Knowledge matters at this stage, and nothing more does. Most frequently, marketer assistants create emails, download analytical materials, search keywords and phrases, pay for services, write sales texts, etc. These small steps are important for every marketing initiative to become successful. Still, asking for more complicated tasks and more responsibilities is okay after you feel confident enough with the basics.
Start With SMM
SMM stands for Social Media Marketing, and it is among the best starting points for newcomer specialists. Of course, understanding of different marketing niches is critical for real professionals, but SMM suits the best because:
- There are more than enough SMM job vacancies
- It’s pretty close to “offline” marketing
- It offers valuable experience and understanding of instruments
But here is the tip: track your experience, and try not to miss the moment when you’ll gain enough skill and knowledge to become ready to make your next development step. Staying in SMM for too long may be the reason for your disappointment in your new profession.
Widely available marketing courses are good points to make the first steps as a marketer, but they are not enough to become a qualified specialist. To earn well, you need to gather as much experience as possible.
However, trying to master the entire field at once is not an option. It’s science too wide to understand it quickly. Starting your professional growth from the position of an SMM manager is fine, but you might also consider becoming an intern or marketer assistant.
It will take some time for you to become valued and earn a reputation as an expert, but the effort will pay off for sure.
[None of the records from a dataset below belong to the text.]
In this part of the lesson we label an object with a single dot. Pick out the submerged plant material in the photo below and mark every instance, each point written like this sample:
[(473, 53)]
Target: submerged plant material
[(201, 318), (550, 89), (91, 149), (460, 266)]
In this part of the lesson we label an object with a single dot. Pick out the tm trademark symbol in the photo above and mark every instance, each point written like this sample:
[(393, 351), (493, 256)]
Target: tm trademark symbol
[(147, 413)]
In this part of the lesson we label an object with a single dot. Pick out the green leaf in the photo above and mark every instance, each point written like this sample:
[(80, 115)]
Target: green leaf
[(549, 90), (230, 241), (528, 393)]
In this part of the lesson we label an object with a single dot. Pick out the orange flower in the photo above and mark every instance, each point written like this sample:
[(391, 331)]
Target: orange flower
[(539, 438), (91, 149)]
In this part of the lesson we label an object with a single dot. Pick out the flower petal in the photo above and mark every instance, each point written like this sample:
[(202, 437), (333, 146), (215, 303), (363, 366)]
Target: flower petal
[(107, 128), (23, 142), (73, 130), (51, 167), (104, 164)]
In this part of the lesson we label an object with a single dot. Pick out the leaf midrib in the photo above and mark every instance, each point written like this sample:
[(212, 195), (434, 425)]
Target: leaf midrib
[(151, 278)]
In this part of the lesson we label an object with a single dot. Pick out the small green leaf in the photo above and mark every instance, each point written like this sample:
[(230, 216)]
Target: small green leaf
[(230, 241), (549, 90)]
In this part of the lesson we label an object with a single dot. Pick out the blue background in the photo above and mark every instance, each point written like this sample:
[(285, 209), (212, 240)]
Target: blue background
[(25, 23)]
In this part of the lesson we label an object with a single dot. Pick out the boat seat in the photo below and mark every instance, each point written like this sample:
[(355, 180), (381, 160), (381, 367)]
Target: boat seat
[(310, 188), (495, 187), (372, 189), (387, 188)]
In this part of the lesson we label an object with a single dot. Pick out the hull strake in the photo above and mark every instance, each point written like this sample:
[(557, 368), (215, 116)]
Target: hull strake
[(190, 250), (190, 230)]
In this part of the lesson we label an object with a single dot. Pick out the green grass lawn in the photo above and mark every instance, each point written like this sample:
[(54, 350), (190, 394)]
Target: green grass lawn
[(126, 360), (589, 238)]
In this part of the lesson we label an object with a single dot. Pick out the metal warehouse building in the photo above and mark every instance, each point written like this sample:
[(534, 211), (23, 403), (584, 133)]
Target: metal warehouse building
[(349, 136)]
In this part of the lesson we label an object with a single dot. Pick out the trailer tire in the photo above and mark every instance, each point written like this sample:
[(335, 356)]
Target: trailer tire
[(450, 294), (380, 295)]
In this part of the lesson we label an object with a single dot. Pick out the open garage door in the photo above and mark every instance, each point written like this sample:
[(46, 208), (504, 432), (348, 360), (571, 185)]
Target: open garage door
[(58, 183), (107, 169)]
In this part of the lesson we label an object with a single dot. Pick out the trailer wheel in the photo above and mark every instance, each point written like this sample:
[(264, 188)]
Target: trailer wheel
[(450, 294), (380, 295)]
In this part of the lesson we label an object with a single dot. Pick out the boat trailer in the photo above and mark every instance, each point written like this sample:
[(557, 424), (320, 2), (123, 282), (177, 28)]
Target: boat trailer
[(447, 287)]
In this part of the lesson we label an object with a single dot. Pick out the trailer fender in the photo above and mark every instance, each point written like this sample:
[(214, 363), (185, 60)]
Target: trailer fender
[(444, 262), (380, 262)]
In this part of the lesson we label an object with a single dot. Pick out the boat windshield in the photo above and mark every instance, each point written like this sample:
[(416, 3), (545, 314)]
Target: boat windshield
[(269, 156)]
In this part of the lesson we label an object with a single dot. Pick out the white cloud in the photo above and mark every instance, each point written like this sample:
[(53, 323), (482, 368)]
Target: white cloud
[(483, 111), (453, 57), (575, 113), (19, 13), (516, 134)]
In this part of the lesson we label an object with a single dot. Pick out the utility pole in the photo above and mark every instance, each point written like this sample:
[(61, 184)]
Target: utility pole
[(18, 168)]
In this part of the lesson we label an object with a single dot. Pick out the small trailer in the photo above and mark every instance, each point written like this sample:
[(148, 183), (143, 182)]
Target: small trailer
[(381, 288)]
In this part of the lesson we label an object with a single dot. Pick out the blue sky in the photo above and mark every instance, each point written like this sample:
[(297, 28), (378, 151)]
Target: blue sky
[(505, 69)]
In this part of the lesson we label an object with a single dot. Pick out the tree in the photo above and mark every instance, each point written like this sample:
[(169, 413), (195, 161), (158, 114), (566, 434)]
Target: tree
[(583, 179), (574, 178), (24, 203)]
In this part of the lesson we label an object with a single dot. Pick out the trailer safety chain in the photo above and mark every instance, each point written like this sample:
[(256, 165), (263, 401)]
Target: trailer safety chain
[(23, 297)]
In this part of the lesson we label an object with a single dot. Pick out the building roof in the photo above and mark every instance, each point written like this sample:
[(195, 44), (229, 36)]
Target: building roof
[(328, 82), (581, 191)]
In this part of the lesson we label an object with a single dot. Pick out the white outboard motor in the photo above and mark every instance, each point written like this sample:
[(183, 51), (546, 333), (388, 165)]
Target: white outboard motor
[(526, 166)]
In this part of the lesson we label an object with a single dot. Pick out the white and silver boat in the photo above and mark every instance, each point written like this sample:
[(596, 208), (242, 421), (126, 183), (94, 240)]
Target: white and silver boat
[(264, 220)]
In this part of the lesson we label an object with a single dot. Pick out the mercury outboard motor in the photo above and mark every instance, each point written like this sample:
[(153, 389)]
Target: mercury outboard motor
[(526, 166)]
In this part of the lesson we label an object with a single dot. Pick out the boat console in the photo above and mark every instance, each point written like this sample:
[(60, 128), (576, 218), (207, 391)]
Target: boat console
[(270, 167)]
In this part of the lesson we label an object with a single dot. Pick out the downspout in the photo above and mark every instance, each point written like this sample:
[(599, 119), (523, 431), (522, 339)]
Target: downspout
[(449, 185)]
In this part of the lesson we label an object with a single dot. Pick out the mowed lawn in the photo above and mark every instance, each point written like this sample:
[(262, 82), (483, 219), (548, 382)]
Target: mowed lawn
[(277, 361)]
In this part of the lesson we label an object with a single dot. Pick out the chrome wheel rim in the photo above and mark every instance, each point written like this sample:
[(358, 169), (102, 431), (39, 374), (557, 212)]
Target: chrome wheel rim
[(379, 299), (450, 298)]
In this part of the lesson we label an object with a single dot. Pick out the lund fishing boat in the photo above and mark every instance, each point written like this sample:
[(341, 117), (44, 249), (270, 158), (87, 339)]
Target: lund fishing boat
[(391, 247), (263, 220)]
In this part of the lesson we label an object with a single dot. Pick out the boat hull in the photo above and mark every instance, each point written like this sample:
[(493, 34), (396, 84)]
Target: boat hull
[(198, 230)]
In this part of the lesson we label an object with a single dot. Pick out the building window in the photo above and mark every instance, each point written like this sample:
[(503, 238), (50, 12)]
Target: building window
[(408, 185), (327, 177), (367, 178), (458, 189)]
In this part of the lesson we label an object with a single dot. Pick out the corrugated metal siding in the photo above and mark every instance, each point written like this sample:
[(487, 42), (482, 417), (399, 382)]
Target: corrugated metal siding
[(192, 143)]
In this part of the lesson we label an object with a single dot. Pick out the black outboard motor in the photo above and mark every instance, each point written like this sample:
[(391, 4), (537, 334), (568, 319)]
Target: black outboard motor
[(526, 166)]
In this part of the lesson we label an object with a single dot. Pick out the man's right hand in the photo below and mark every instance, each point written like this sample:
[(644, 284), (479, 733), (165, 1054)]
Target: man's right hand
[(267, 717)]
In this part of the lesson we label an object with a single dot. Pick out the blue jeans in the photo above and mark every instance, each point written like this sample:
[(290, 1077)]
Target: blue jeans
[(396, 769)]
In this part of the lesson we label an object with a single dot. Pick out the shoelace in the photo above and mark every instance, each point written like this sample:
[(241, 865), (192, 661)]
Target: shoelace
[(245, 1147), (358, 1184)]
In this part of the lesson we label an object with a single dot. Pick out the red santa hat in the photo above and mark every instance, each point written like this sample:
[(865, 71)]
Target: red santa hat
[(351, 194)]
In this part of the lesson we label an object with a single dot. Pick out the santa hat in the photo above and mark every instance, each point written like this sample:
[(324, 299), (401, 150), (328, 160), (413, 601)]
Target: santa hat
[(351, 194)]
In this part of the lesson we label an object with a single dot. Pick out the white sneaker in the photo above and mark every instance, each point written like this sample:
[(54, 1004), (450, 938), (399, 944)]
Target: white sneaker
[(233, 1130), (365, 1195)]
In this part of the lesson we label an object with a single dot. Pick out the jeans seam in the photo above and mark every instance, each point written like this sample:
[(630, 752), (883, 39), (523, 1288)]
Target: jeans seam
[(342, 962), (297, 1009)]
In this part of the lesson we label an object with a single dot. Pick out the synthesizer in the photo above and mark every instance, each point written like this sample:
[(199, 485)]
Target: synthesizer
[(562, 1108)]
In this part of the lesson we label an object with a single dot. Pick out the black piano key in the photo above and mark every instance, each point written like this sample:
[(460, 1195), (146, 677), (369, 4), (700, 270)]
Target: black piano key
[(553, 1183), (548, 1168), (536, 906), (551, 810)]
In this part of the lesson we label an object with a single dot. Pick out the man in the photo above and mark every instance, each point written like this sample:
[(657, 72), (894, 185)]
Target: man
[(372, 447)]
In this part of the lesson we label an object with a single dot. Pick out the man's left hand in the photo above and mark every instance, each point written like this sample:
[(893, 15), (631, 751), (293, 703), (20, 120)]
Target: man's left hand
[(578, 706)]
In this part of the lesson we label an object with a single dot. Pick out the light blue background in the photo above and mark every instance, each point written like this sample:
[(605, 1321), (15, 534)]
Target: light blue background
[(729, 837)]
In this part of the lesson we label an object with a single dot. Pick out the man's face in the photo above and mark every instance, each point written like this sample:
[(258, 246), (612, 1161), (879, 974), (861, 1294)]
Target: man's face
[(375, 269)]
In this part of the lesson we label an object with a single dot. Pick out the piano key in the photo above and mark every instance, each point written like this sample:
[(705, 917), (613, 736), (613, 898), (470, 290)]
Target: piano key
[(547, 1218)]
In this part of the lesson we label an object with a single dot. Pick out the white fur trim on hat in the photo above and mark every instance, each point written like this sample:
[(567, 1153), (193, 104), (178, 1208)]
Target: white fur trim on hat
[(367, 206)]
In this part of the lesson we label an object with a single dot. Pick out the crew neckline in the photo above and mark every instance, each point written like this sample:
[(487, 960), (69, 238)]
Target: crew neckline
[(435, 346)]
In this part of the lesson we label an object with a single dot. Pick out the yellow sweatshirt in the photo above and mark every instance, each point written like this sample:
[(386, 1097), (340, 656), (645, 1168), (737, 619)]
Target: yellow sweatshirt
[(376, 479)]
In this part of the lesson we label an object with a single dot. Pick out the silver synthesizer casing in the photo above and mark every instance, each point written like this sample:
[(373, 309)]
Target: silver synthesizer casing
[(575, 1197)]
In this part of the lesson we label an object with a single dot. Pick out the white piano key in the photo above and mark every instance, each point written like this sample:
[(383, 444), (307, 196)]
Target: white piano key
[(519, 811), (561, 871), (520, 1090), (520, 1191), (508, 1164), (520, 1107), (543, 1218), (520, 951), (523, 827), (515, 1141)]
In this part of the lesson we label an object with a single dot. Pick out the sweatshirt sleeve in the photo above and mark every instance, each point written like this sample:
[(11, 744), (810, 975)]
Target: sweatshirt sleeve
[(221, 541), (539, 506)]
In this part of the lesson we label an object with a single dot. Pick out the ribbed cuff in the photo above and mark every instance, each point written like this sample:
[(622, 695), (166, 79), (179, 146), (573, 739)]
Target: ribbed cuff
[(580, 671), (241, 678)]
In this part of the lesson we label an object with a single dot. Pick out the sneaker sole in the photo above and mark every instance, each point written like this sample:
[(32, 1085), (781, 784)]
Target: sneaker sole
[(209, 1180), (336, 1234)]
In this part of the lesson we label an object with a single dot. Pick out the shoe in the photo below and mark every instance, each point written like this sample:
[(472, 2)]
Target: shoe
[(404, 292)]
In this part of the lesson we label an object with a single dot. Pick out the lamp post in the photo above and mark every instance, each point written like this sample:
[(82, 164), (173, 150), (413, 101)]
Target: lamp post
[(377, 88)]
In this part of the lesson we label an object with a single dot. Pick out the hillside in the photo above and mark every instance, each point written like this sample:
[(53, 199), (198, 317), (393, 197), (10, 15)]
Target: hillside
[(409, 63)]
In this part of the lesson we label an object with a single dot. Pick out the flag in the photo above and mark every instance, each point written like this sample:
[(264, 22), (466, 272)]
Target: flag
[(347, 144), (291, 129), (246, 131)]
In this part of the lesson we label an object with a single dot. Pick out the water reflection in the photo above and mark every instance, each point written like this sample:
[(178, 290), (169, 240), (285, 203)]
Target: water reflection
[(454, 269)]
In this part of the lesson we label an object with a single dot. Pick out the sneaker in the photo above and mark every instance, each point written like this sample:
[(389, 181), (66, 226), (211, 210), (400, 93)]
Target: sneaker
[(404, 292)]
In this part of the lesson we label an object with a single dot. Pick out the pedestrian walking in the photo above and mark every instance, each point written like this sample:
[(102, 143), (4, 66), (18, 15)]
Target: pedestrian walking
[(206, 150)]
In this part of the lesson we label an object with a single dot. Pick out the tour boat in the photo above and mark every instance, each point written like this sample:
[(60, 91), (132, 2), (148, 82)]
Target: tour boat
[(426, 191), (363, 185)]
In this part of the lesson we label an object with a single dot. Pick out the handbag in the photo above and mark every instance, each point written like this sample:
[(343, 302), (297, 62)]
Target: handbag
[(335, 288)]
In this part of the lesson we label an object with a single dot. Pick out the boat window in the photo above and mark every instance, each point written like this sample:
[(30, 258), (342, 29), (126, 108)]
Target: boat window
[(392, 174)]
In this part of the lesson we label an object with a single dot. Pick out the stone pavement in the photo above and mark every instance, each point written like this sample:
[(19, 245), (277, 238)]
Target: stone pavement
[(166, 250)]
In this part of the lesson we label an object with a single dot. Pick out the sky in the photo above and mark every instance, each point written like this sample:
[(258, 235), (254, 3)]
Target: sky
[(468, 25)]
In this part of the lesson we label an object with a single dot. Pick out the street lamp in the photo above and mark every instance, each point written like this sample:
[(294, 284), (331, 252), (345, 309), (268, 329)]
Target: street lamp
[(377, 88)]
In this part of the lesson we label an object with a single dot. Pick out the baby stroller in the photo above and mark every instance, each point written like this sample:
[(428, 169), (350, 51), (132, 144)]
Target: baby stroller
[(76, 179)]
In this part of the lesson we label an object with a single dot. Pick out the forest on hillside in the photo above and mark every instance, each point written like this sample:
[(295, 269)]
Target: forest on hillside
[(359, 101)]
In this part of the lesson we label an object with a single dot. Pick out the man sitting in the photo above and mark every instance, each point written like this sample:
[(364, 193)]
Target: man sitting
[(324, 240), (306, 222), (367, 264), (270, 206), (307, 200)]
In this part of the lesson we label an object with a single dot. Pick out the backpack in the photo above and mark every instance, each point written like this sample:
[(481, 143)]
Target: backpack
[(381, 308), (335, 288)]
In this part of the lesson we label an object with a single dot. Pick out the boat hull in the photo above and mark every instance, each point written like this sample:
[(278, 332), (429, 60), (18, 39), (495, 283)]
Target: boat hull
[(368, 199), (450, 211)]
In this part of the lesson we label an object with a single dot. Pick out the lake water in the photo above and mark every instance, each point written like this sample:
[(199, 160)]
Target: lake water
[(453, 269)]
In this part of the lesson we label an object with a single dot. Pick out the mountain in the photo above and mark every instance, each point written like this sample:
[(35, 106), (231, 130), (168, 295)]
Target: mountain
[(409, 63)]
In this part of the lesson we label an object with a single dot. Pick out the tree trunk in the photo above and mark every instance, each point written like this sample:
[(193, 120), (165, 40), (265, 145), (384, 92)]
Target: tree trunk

According to Glasdoor.com, average marketer salaries reach over $65K annually.
FAQs on how to become a marketer from scratch as a student:
What skills and qualifications do I need?
You don’t need specific qualifications to become a marketer, but skills in communication, creativity, analytical thinking, organization and computer programs like Word, Excel and design software are useful. An education in marketing, business or communications can be beneficial.
What kind of internships or entry level jobs can I look for?
Look for internships and entry level roles in marketing assistant, digital marketing, social media marketing, content marketing, marketing coordinator etc. Having work experience in any role involving marketing will help.
How can I gain experience and build my portfolio?
Volunteer to work on marketing campaigns for student clubs/groups, do pro bono work for local nonprofits, start a blog, build your social media presence, take online courses to learn new skills, and create marketing plans for class projects.
What soft skills should I develop?
Develop skills in communication, creativity, collaboration, time management, problem solving, attention to detail and the ability to work under pressure. Stay up to date on marketing trends.
How can I expand my network?
Join marketing clubs at your university, attend industry events, conferences and seminars, do informational interviews with marketers, connect with alumni working in marketing and expand your LinkedIn network.
How can I stand out to employers?
Get Google/Facebook/HubSpot certifications, create a professional portfolio highlighting your projects and experience, showcase unique skills like design or writing, pursue leadership positions in clubs, and refine your resume for marketing roles.